In the 1960’s when Ascension rectory was robbed, the nuclear arms race was in ascendency. Monk Thomas Merton, cited by Pope Francis in his address to Congress in 2015, as a great American, said that fear is the basis of war. It’s that same fear that has people in Jeannette preparing for a domestic war, not a principled civil war, but an irrational war pitting people with guns against whomever might enter my house at three in the morning. Like it happens all the time in Jeannette.

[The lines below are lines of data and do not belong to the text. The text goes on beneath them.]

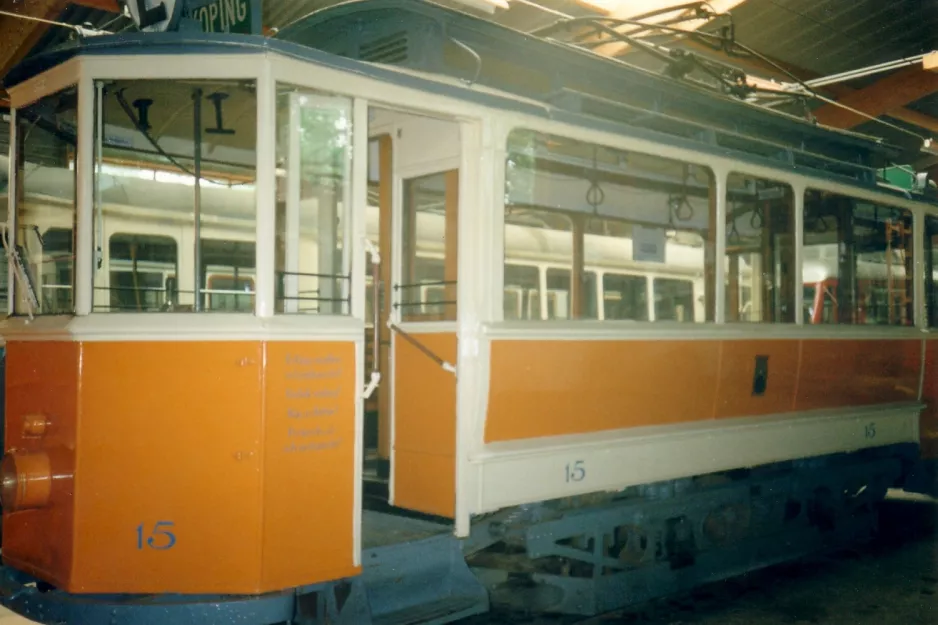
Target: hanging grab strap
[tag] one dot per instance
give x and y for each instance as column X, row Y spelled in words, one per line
column 423, row 348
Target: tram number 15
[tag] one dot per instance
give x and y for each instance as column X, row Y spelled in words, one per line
column 576, row 471
column 158, row 537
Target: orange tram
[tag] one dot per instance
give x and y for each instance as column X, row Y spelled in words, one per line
column 401, row 316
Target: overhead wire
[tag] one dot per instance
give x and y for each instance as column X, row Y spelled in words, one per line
column 724, row 44
column 83, row 31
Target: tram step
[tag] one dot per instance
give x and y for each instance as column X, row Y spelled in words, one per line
column 421, row 581
column 442, row 611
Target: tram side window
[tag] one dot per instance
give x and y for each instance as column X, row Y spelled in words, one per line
column 584, row 210
column 425, row 293
column 141, row 266
column 858, row 261
column 522, row 292
column 313, row 245
column 931, row 270
column 45, row 205
column 625, row 297
column 674, row 300
column 228, row 275
column 760, row 250
column 178, row 163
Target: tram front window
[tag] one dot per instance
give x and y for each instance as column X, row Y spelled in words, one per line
column 44, row 268
column 174, row 175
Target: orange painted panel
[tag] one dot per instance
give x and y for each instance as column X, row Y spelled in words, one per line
column 425, row 426
column 841, row 372
column 169, row 444
column 309, row 463
column 42, row 380
column 928, row 422
column 735, row 396
column 551, row 388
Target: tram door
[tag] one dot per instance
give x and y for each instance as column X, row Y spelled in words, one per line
column 415, row 184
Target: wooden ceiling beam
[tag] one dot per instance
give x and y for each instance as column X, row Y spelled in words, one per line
column 110, row 6
column 18, row 36
column 887, row 94
column 835, row 90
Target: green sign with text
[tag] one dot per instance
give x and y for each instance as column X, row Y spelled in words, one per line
column 229, row 16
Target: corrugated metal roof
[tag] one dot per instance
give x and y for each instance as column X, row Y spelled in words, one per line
column 832, row 36
column 821, row 37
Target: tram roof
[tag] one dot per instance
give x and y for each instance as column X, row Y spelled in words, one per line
column 413, row 43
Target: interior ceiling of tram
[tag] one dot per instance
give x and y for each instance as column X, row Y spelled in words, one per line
column 802, row 39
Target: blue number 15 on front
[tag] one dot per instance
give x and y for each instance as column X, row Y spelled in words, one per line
column 159, row 538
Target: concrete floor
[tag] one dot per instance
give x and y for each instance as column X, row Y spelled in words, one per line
column 893, row 581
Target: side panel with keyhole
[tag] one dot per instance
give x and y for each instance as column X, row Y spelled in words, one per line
column 309, row 463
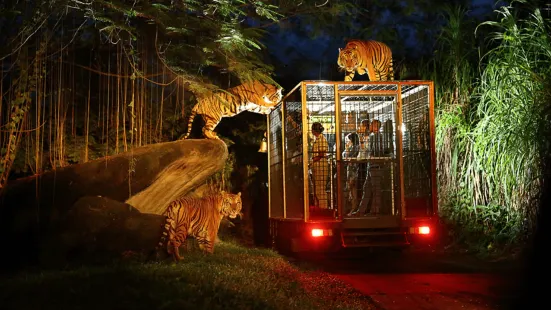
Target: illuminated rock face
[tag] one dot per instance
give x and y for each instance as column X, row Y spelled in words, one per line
column 181, row 176
column 134, row 189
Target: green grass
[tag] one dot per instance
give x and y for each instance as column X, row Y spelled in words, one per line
column 234, row 277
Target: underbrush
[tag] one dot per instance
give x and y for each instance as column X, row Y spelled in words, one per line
column 234, row 277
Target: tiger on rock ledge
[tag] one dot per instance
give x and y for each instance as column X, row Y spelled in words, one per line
column 197, row 217
column 372, row 57
column 252, row 96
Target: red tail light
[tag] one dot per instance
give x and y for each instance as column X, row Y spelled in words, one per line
column 316, row 232
column 424, row 230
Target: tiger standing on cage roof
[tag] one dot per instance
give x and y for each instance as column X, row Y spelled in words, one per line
column 371, row 57
column 197, row 217
column 254, row 96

Earlier that same, October 27, the Initiative on Catholic Social Thought held an outstanding online Public Dialogue on Election 2020: The Moral and Public Obligations of Winners, Losers, and the Rest of Us. It was a serious and hopeful conversation and great turnout with over 3,300 viewers who joined live. The panel included a black Republican supporting Biden; a white Republican Woman. A black Catholic journalist; a white member of the first Obama White House Team that transitioned from the Bush Administration without incident. Most were Catholics. The host, John Carr had worked with the US Catholics Bishops’ Conference for decades. It was a high level conversation demonstrating that as Americans we can be, we have to be Fratelli Tutti. A brother doesn’t carry a gun out of fear of his brother.

In these days leading up to and following the national elections of November 3rd, I urge my fellow Catholic clerics to counsel their people to put away their guns,  put away fear, opt for political candidates who will bring us together.  Let a nonviolent Christ-formed conscience, not fear, be one’s guide.